Ok- so I need (and I'm assuming you, the loyal reader, does too) a break from my bad day/week/month/year I seem to be having that is making me all dark and twisty... and yelly.
So let's talk about TV, man. I usually dread summer TV, ever since I had kids and my sole amusement, entertainment, not-banging-head-against-wall time became the sole responsibility of TV. But this summer has proved me wrong. I am LOVING this summer's TV lineup! (did you see some of my recommendations?)
The Last Comic Standing has been the only thing keeping my house rage-free. I want to see all of those semi-finalist comics... in my house... all the time. Like, I want to whip out a comedian from my closet to make me laugh about kids and baby monitors. That's just what I need.
And America's Got Talent? I would make fun of that show and all who watched it. Stone cold make fun of them. Now I am one of them. Perfect show to fold laundry to. I want to see some dancing on climbing walls!
Then there's Persons Unknown. It's the new Lost. I'm sure of it. I didn't get into Lost. I may have seen half of an episode- at most.
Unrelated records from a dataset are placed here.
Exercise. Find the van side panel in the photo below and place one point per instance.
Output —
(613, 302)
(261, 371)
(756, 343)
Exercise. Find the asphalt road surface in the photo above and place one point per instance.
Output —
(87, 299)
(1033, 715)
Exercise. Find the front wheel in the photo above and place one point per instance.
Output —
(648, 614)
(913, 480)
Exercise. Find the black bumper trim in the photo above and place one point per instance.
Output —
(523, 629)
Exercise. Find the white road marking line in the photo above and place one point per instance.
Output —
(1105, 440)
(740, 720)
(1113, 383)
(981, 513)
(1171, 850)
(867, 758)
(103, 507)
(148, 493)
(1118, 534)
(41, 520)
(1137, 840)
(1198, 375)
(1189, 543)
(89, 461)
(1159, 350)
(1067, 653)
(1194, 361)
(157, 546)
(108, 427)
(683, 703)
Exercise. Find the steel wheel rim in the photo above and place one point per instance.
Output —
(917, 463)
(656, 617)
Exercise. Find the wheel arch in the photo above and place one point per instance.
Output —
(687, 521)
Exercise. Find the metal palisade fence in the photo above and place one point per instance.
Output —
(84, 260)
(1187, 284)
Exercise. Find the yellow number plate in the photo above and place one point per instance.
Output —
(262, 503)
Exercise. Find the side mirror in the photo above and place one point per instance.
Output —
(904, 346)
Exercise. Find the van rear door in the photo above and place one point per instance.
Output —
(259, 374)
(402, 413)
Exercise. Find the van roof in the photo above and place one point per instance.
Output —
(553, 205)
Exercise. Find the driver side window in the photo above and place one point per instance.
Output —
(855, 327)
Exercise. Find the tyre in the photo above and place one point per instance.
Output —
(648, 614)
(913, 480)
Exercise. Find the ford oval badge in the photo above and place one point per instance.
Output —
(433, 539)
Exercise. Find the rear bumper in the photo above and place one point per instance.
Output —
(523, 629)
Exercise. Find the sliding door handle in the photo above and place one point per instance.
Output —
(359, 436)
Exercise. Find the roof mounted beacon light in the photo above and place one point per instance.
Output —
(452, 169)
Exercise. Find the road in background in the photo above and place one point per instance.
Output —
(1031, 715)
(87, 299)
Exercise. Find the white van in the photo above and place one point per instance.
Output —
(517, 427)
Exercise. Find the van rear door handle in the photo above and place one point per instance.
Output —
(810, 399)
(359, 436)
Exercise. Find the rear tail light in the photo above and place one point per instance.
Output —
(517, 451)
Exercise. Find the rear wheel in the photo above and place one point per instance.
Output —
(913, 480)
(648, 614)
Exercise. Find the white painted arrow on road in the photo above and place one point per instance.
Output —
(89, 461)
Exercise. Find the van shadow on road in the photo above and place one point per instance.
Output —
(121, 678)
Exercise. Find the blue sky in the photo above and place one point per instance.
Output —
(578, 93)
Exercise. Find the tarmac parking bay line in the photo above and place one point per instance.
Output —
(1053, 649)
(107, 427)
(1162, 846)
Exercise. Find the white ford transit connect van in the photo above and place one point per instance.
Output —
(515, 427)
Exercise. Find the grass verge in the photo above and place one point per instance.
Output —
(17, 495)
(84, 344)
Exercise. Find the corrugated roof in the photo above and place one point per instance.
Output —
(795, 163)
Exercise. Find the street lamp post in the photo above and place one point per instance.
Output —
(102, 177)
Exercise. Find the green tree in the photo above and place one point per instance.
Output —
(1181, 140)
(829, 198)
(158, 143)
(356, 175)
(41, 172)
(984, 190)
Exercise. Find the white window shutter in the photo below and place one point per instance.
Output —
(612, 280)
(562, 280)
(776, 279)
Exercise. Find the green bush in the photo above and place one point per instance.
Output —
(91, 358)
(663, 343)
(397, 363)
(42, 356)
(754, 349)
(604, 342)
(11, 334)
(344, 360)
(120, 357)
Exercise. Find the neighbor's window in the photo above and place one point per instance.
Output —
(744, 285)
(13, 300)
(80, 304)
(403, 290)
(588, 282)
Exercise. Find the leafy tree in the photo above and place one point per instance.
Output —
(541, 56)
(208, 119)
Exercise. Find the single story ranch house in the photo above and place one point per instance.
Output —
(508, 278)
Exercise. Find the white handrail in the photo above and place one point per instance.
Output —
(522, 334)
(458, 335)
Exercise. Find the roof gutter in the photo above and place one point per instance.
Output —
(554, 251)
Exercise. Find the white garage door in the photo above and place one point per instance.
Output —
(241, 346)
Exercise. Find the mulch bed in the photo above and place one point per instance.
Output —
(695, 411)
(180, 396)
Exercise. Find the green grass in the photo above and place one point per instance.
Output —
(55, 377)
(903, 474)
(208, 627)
For the first few years, I felt like I was missing out. Everyone was talking about it, and I tried not to bring up the fact that I didn't watch Lost in normal conversation. But then I started hearing about "the smoke monster" and "the others" and the whole "conspiracy" of it all.
Done. No thank you. I'm good over here.
So when someone, I think my brother on Twitter, recommended Persons Unknown, I decided no. Not gonna watch it. I don't want to be sucked in like those poor Lost audiences. Falling for all that dumbery. But then again- I didn't want to be the lame silent person not watching Persons Unknown. So I am watching Persons Unknown. And it creeps me out. A lot. It's got me- hook line and sinker. I think about it most of the week. It bugs me that I haven't figured it out yet. (usually I'm Senor Smarty Pants who figures out the twist or the plot, or whatever) I would give my right arm to know what is going on there.
But now, NBC, I must warn you. If this is something stupid, I'm gonna be mad. You don't want to see that. I am not afraid to write an angry, well written letter of disdain to send in. I have a postage stamp AND an envelope- and I will use them! So please don't disappoint me.
And I am taking you at your word "that all will be revealed" at the end of the "mini-series." If you turn this into a full fledged series and bait me along, I will be upset. I will stop watching any and every program you put on for at least 5 years. I'll do it! Sohelpme, I will do it!